For instance, Roche has successfully combined its pharmaceutical and diagnostic activities to build programmes where its diagnostics capability positively augments its therapeutics proficiency. Pfizer has leveraged its information technology subsidiary to design care programmes that use the company pharmaceutical products.

Similarly, the collaboration of its health management subsidiary with an IT organisation has enabled Schering-Plough to meld therapeutics with a significant IT component for effective asthma disease management services. This represents an example of how different sectors of the healthcare industry can form a strategic partnership for managing disease.

Other pioneering initiatives include the Patient Self Management: Diabetes scheme being sponsored by Aventis Pharma.
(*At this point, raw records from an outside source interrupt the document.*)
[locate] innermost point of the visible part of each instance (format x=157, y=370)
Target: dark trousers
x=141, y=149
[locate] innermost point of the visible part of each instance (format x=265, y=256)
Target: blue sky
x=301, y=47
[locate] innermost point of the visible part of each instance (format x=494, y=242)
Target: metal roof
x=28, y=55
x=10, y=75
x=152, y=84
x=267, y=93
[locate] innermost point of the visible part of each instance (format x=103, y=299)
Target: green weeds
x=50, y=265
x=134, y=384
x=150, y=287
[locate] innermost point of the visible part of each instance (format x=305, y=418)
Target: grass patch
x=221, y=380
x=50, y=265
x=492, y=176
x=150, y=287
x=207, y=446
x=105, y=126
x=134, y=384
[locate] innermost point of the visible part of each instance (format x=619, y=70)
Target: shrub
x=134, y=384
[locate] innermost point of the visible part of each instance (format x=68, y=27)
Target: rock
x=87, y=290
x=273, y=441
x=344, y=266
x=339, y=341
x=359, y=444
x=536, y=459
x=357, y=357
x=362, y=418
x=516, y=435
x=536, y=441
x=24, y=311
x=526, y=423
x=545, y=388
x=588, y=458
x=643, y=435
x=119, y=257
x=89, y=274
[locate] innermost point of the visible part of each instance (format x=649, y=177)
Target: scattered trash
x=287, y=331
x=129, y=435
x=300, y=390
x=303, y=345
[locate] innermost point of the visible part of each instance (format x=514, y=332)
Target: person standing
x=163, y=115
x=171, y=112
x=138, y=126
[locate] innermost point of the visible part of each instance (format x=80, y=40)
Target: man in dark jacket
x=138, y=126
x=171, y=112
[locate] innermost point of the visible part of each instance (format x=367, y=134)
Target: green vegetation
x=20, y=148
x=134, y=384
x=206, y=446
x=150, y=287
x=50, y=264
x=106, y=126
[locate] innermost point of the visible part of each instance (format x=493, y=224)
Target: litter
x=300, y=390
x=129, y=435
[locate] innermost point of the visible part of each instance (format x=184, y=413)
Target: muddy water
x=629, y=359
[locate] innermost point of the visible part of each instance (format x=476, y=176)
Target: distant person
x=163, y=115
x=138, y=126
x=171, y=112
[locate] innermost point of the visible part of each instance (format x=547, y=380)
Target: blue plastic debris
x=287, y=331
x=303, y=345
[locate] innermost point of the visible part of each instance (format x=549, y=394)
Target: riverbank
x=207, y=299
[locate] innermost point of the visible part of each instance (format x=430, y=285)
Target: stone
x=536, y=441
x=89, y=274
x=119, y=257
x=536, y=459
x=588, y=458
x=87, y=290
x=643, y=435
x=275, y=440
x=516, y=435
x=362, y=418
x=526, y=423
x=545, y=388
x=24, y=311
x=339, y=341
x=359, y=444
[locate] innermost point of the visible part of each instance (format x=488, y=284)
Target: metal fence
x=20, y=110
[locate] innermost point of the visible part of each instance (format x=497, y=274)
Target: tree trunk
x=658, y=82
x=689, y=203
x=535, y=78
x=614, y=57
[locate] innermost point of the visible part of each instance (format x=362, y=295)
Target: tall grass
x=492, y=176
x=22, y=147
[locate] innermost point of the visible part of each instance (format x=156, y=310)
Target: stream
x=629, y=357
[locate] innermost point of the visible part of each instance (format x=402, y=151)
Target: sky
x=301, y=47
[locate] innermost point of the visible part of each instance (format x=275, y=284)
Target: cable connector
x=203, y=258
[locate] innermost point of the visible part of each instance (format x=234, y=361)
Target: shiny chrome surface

Eli Lilly too has established diabetes disease management initiatives with a fully replicable, community-based model programme that is expected to usher sustainable enhancements in diabetes care in Russia. Both cases illustrate how major pharmaceutical companies can be involved in disease management without excessive commitment. All these innovative projects underline the opportunities that exist for pharmaceutical companies in the disease management sector.

Adapting to new needs

"Pharmaceutical companies could become isolated from the healthcare provider sector by its single product-type concept," warns Mr. Blackwell.  "Unless they re-enter the disease management area with viable strategies, they could become dependent on a range of partners that are offering care packages."

Some companies could be forced to depend on disease management service companies providing care packages to incorporate its products into disease management programmes. This would inevitably cause attrition in profit margins.

From a long-term perspective pharma companies will have to market products as part of integrated solutions. In view of the changing decision making dynamics within the market, the pharma industry would do better promoting products at the management and planner level rather than using a 'selling to doctor' method.

"It is necessary to aim marketing efforts as far up the planning chain as possible and to fashion messages in an appropriate language for the audience," Mr. Blackwell concludes.